While companies and investors may think deeply about putting new money into China, a divorce from China is unlikely — at least in the short term.

For manufacturers, no other country can challenge China’s infrastructure and the size of its skilled work force. Companies with products to sell are reluctant to walk away from a market with 1.4 billion potential consumers.

James McGregor, the chairman for Greater China for the advisory firm APCO Worldwide, said the formula for U.S. businesses remains “you can’t not be there.”

An executive with operations in China said many C.E.O.s of client companies are now asking if their goods can be made somewhere else — but it is often the same companies’ operations or engineering staff who insist it’s impossible to achieve the required quality elsewhere. The executive asked not to be identified because there is so much sensitivity around China.

“Nobody that I know of is actually leaving China,” said Michael McAdoo, a partner in the global trade group at Boston Consulting Group. “They’re just maybe looking at other places where they can balance that investment they’ve made historically there.”
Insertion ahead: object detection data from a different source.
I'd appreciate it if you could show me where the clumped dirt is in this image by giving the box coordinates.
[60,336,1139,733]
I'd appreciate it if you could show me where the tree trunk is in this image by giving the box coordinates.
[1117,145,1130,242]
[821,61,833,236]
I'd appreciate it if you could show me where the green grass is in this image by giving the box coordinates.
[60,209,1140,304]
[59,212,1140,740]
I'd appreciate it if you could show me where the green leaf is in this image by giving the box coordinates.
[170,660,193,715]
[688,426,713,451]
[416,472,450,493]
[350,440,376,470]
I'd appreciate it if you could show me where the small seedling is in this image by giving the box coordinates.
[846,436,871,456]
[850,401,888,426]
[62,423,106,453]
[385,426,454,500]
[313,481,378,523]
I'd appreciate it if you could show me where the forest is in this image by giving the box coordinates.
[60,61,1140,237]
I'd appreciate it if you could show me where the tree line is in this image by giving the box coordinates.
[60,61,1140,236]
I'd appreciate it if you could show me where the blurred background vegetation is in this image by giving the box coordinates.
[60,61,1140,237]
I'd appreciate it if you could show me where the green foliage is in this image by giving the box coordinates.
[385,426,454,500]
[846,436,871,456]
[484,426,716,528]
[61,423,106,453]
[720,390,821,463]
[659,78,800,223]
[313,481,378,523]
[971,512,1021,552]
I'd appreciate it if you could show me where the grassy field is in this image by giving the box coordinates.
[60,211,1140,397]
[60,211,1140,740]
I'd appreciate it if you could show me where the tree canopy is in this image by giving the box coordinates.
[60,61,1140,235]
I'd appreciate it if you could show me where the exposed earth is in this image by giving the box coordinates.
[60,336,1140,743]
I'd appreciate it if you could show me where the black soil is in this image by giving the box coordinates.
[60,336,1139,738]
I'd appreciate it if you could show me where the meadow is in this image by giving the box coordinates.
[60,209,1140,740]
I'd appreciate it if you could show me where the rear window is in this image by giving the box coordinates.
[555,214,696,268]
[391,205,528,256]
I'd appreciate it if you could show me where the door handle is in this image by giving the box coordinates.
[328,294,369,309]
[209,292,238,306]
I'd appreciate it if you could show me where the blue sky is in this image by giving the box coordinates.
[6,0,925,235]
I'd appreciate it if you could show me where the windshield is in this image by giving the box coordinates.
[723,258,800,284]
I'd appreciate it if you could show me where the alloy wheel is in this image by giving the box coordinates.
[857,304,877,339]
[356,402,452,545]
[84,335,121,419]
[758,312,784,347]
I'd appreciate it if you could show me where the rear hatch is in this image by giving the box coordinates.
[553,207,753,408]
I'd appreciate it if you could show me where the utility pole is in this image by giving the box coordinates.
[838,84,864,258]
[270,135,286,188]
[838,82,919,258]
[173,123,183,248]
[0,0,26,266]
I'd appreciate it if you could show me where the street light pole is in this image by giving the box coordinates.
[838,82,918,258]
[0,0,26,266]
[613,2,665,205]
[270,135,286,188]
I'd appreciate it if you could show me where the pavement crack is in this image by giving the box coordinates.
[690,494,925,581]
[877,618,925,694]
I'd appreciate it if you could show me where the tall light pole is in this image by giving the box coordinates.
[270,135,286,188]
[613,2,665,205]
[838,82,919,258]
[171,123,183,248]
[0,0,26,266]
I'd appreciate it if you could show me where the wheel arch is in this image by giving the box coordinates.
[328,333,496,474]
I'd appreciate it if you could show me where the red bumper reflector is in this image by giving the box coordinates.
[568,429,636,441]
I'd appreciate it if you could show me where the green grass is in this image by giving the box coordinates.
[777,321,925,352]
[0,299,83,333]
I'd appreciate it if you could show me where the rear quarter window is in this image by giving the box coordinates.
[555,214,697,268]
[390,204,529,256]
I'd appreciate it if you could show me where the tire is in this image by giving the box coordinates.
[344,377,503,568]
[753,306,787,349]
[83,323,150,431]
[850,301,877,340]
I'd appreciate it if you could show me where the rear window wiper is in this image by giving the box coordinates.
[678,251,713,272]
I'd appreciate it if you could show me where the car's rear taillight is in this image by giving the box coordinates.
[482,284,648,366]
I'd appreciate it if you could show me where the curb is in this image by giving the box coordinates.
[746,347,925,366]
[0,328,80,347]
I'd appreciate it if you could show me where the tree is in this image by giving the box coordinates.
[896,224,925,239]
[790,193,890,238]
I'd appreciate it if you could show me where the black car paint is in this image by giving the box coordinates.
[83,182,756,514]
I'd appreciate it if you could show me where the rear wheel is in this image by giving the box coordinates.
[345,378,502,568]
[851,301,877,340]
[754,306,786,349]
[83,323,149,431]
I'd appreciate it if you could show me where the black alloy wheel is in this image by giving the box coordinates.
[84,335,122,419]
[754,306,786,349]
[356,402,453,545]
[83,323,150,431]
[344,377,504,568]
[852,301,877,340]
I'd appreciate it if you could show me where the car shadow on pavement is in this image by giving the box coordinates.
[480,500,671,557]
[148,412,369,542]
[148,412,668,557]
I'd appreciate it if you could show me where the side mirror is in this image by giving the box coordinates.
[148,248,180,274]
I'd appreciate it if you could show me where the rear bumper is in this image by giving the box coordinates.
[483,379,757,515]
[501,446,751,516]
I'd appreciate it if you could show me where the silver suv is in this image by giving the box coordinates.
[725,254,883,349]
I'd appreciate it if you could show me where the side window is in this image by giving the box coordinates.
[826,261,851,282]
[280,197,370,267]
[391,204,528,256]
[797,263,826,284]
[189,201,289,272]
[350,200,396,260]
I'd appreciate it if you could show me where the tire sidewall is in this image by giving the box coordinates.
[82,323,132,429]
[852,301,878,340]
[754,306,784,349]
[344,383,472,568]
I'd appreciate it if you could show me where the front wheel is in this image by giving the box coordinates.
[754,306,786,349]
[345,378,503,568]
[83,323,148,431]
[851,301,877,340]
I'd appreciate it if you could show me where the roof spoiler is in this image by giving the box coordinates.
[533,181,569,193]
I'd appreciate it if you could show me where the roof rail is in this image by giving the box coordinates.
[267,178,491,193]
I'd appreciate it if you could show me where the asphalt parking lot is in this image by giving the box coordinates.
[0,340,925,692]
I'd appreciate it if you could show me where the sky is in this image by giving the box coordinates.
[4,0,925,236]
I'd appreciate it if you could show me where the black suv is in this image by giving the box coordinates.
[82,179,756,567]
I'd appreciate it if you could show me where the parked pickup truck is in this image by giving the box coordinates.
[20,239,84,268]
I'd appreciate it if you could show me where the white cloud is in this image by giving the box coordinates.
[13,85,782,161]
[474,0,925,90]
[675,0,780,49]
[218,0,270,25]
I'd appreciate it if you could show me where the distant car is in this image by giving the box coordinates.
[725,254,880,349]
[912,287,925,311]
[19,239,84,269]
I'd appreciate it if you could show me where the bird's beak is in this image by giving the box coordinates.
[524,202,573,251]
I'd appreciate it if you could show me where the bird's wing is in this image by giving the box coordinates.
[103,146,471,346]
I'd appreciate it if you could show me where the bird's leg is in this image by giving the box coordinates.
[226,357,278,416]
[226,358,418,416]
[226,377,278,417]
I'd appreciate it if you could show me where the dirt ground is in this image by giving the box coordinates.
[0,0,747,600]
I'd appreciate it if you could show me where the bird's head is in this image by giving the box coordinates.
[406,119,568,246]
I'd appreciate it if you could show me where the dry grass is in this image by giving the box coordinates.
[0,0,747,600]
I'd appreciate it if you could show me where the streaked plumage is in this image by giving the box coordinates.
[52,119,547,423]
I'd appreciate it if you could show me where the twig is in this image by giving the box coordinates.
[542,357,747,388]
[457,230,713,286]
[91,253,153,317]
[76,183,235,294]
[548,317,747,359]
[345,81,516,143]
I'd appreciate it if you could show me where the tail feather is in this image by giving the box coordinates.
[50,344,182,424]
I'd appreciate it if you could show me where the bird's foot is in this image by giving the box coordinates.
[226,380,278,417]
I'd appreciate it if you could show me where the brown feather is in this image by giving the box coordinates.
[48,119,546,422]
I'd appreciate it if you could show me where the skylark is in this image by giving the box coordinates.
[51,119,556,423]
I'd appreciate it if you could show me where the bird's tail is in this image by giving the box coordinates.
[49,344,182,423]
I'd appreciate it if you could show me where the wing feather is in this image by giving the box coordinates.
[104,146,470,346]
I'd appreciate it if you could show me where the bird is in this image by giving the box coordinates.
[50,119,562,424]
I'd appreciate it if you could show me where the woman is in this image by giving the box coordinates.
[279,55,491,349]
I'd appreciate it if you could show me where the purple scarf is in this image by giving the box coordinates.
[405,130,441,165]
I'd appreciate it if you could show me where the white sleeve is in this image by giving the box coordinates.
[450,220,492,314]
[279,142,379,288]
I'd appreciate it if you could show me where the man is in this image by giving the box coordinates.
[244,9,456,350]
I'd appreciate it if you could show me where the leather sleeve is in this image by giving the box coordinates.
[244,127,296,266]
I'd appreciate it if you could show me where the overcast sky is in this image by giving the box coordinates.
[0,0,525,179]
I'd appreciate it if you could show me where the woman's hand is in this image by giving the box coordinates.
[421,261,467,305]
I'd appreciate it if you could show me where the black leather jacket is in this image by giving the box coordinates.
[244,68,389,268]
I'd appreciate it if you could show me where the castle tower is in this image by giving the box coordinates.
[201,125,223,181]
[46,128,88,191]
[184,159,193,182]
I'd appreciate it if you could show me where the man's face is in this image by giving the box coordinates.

By extending new security measures throughout the economy, China is amplifying what was already one of the biggest risks of investing in China: lack of transparency.

“It’s going to backfire,” said Mr. Collier of Orient Capital, who has done due diligence work in China. “Anybody who wants to build a $50 million plant is not going to be comfortable doing it because they won’t be able to do any investigation of the location, the land involved, the partners or anything.”

Victoria Kim and Claire Fu contributed reporting from Seoul.